Sin embargo, no va a ser toda la diversión y juegos de gravedad cero, al menos según la Dra. Anna Fisher, quien tiene una experiencia considerable con estas cosas. Completó un vuelo espacial a bordo del Discovery de la NASA en 1984 y tiene el honor de ser la primera madre en visitar el espacio.

"Puedo ver todos estos problemas con personas allá arriba y vomitando y estropeando el vuelo de alguien por el que pagaron US$250,000", dijo, en una entrevista con The Telegraph hace unos días.

"Si crees que vomitar es malo aquí en el suelo, es realmente malo en el espacio", agregó.

La enfermedad del espacio, o síndrome de adaptación espacial (SAS, por sus siglas en inglés), como se la conoce científicamente, es una aflicción muy real. En 1961, cuando Gherman Titov despegó en Vostok II, sintió tanta náusea que rompió un récord mundial: convertirse en la primera persona en vomitar en el espacio.

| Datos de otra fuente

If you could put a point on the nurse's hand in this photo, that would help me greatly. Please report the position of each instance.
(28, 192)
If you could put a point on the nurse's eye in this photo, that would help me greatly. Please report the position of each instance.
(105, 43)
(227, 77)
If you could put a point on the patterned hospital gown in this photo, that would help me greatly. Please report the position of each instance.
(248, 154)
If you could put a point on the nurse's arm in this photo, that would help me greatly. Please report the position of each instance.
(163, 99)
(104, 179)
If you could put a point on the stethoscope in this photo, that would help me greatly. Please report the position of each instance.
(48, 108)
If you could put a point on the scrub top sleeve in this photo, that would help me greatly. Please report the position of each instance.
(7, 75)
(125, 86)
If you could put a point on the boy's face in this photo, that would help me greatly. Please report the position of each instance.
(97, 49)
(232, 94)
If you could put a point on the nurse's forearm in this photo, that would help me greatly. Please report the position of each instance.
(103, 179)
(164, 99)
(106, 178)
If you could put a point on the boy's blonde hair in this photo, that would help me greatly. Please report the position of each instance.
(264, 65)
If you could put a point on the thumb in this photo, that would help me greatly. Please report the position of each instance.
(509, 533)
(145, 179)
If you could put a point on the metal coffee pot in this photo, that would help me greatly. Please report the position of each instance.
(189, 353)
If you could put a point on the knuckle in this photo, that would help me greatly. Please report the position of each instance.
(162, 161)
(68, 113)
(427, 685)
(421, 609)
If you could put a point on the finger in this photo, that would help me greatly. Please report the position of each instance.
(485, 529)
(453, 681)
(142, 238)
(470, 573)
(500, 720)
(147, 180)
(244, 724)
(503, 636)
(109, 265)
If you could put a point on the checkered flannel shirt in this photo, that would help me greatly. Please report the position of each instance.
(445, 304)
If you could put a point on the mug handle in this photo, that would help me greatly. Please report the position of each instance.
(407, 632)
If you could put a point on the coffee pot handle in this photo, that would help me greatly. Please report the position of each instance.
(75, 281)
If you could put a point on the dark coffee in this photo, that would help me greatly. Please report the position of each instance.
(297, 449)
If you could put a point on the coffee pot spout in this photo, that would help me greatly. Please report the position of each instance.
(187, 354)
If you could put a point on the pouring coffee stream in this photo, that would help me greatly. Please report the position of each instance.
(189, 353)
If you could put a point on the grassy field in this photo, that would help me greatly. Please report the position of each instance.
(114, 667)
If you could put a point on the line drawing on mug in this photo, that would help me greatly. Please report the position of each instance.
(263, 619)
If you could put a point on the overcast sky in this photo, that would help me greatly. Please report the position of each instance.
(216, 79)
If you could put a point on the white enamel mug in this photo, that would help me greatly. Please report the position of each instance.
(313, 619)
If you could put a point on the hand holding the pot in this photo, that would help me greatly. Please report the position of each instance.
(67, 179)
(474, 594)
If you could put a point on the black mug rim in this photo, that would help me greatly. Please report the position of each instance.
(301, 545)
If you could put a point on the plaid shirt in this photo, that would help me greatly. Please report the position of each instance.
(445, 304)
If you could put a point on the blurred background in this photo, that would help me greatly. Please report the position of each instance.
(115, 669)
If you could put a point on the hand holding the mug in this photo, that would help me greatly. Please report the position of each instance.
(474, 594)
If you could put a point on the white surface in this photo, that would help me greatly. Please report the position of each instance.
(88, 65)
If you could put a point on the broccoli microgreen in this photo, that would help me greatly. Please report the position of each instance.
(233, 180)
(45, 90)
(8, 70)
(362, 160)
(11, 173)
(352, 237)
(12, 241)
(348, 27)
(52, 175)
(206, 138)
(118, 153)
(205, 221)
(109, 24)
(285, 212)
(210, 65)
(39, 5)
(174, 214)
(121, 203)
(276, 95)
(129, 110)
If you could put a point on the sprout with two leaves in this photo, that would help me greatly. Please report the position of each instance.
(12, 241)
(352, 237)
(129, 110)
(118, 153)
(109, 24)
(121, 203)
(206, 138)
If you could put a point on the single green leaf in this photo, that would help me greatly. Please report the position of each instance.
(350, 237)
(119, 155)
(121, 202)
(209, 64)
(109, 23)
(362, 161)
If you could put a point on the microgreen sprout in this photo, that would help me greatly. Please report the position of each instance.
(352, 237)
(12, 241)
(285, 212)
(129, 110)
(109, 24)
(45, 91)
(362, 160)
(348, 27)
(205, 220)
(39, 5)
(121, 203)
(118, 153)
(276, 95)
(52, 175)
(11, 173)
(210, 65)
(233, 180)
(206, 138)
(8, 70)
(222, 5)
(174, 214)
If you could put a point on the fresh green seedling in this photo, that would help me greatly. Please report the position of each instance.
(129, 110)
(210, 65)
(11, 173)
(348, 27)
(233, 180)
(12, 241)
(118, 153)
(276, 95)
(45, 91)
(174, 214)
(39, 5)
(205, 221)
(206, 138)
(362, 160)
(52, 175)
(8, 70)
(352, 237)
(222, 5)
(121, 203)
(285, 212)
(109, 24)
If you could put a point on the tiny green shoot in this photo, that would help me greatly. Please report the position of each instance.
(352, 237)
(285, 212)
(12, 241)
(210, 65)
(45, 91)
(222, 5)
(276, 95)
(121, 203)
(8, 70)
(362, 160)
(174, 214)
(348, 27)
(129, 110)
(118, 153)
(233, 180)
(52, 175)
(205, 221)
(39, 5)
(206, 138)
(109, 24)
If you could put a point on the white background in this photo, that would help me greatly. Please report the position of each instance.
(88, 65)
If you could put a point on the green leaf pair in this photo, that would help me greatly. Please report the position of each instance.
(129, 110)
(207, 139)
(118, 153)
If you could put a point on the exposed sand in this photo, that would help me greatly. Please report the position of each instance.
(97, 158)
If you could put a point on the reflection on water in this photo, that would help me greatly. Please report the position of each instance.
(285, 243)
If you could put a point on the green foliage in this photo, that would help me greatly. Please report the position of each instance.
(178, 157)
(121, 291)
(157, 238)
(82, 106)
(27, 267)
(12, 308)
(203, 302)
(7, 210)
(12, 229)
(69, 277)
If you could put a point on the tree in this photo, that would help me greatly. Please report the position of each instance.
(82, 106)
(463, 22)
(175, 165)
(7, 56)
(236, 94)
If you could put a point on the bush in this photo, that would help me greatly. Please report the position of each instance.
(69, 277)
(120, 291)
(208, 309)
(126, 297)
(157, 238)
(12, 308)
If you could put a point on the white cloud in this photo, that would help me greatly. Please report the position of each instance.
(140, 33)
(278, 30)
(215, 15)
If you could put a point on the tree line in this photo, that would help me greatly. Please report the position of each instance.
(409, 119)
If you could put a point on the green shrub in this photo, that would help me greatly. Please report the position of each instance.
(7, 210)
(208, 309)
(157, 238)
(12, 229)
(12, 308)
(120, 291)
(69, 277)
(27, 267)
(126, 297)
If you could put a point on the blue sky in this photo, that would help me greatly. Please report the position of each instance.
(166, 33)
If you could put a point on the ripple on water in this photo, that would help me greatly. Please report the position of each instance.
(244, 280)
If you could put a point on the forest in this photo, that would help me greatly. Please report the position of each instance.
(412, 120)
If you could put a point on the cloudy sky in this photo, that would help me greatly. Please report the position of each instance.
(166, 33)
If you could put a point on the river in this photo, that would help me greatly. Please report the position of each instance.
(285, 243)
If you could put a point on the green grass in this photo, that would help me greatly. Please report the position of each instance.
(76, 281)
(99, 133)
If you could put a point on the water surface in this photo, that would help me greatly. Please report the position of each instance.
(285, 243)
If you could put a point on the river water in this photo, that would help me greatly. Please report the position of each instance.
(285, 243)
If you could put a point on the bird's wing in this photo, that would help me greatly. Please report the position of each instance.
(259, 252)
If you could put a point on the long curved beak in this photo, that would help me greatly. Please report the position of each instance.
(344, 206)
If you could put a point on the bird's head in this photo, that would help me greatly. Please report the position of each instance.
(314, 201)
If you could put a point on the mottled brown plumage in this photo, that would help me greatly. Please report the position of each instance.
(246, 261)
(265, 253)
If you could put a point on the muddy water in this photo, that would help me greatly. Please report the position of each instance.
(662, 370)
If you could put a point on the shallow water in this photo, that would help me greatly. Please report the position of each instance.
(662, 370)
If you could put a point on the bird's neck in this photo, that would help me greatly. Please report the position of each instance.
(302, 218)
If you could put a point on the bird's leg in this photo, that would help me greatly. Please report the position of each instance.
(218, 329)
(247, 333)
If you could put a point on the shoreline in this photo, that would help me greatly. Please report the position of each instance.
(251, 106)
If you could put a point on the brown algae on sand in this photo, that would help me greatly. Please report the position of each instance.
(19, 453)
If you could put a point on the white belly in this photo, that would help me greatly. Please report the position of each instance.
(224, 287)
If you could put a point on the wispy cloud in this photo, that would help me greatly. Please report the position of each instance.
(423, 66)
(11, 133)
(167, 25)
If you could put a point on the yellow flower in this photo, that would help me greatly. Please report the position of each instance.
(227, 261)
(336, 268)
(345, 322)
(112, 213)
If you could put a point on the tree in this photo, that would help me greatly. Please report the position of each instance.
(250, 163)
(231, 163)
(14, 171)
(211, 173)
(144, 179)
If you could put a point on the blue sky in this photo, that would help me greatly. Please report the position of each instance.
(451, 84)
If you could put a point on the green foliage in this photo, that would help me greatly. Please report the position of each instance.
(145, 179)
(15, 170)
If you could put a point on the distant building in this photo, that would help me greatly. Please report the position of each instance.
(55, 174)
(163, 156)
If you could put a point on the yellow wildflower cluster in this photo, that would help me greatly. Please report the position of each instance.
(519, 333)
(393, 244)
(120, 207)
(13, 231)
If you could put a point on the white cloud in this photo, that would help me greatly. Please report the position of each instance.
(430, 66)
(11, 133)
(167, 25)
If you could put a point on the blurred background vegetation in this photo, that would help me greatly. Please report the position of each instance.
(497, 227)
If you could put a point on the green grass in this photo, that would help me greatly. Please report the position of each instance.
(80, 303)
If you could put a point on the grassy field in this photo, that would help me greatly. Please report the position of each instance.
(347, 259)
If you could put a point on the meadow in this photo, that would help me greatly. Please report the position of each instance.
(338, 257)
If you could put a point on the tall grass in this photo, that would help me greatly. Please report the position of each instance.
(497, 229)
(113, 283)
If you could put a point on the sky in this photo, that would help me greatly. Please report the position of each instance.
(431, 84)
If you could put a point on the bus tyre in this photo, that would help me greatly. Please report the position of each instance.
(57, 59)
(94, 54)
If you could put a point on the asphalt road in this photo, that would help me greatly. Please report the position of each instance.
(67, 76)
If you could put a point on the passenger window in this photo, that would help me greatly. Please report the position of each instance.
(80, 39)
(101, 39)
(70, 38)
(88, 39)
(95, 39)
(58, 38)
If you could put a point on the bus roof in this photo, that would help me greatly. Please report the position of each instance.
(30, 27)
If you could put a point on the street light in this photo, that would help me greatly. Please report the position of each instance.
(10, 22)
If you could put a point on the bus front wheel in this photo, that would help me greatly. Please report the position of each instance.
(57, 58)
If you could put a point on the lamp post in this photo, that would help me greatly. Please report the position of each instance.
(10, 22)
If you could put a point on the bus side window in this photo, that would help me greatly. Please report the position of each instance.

Los astronautas se entrenan durante años para garantizar que puedan resistir los efectos anormales de estar en el espacio, lo que incluye cambios en la actividad cardiovascular, la visión, la densidad ósea y la función respiratoria. Nuestros cuerpos evolucionaron durante milenios con exposición constante a la gravedad, por lo que una vez que eliminas dicha gravedad de la ecuación, las cosas comienzan a ir un poco mal.

Las náuseas y los vómitos asociados con la enfermedad espacial se deben a que el sistema vestibular del cuerpo, que ayuda a mantener el equilibrio en el suelo, se desorganiza cuando se encuentra con la falta de gravedad por primera vez.

Para los turistas espaciales potenciales, eso podría ser problemático. Nadie puede oírte gritar, pero todos pueden oírte escupir.

El astronauta europeo Alexander Gerst mostró exactamente cómo los astronautas lidian con la nueva experiencia que la gravedad cero proporciona al cuerpo humano.

Esa náusea a la que uno termina atado aparentemente es algo útil. "Está entrenando mi cerebro para que no se confunda con los sentidos en conflicto, de modo que no tenga náuseas en el espacio", explicó Grest en un tuit posterior

No puedo imaginar demasiados turistas espaciales que tendrán acceso a estos carruseles especializados, ni estamos seguros de que los varios multimillonarios que deseen enviarnos al espacio proporcionen semanas de entrenamiento en primer lugar. Eso parece poco probable. 

Por ahora, es bueno que cualquier posible turista espacial sepa que su primer vuelo podría no ser tan lindo. Para Fisher, ciertamente fue una experiencia inusual. "Recuerdo cuando estábamos en el transbordador y estás en 3G durante los últimos dos minutos más o menos, y es un poco difícil respirar y luego el motor se apaga, y boom, no pesas, es así de rápido".